The Hartwells turned out to be nice people whose little girl was one of Jane’s pupils. That, and their evident delight in Jane’s appearance, gave the adventure a last thrilling anticipation. Jane had been afraid to trust her own judgment as to how she
looked. On the drive townward, through the crisp fall gloaming, while listening to the chatter of the children, and the talk of the elder Hartwells, she could not help wondering what Springer would think of her in the beautiful new gown.
They arrived late, according to her escorts. The drive to town was sixteen miles, but it had seemed short to Jane. “Reckon it’s just as well for you an’ the children,” said Mrs. Hartwell to Jane. “These dances last from seven to seven.”
“No!” exclaimed Jane.
“They sure do.”
“Well, I’m a tenderfoot from Missouri. But that’s not going to keep me from having a wonderful time.”

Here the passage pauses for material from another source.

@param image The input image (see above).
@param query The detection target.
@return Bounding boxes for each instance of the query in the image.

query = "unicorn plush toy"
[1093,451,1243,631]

“You will, dear, unless the cowboys fight over you, which is likely. But at least there won’t be any shootin’. My husband an’ Springer are both on the committee an’ they won’t admit any gun-totin’ cowpunchers.”
Here Jane had concrete evidence of something she had begun to suspect. These careless lovemaking cowboys might be dangerous. It thrilled while it repelled her.
Jane’s first sight of that dance hall astonished her. It was a big barn-like room, roughly raftered and sided, decorated enough with colored bunting to take away the bareness. The lamps were not bright, but there were enough of them to give collectively a good light. The volume of sound amazed her. Music and trample of boots, gay laughter, deep voices of men all seemed to merge into a loud hum. A swaying wheeling horde of dancers circled past her. No more time then was accorded her to clarify the spectacle, for Springer suddenly confronted her. He
seemed different somehow. Perhaps it was an absence of ranchers’ corduroys and boots, if Jane needed assurance of what she had dreamed of and hoped for. She had it in his frank admiration.
“Sure it’s somethin’ fine for Bill Springer to have the prettiest girl here,” he said.
“Thank you…but, Mister Springer…I sadly fear you were a cowboy before you became a rancher,” she replied archly.
“Sure I was. An’ that you may find out.” He laughed. “Of course, I could never come up to…say…Frank Owens. But let’s dance. I shall have little enough of you in this outfit.”
So he swung her into the circle of dancers. Jane found him easy to dance with, although he was far from expert. It was a jostling mob, and she soon acquired a conviction that, if her gown did outlast the whole dance, her feet never would. Springer took his dancing seriously and had little to say. Jane felt strange and uncertain with him. Then soon she became aware of the cessation of hum and movement.
“Sure that was the best dance I ever had,” said Springer with something of radiance in his dark face. “An’ now I must lose you to this outfit comin’.”
Manifestly he meant his cowboys Tex, Nevada, Panhandle, and Andy who presented themselves four abreast, shiny of hair and face.
“Good luck,” he whispered. “If you get into trouble, let me know.”
What he meant quickly dawned upon Jane. Right there it began. She saw there was absolutely no use in trying to avoid or refuse these young men. The wisest and safest course was to surrender, which she did.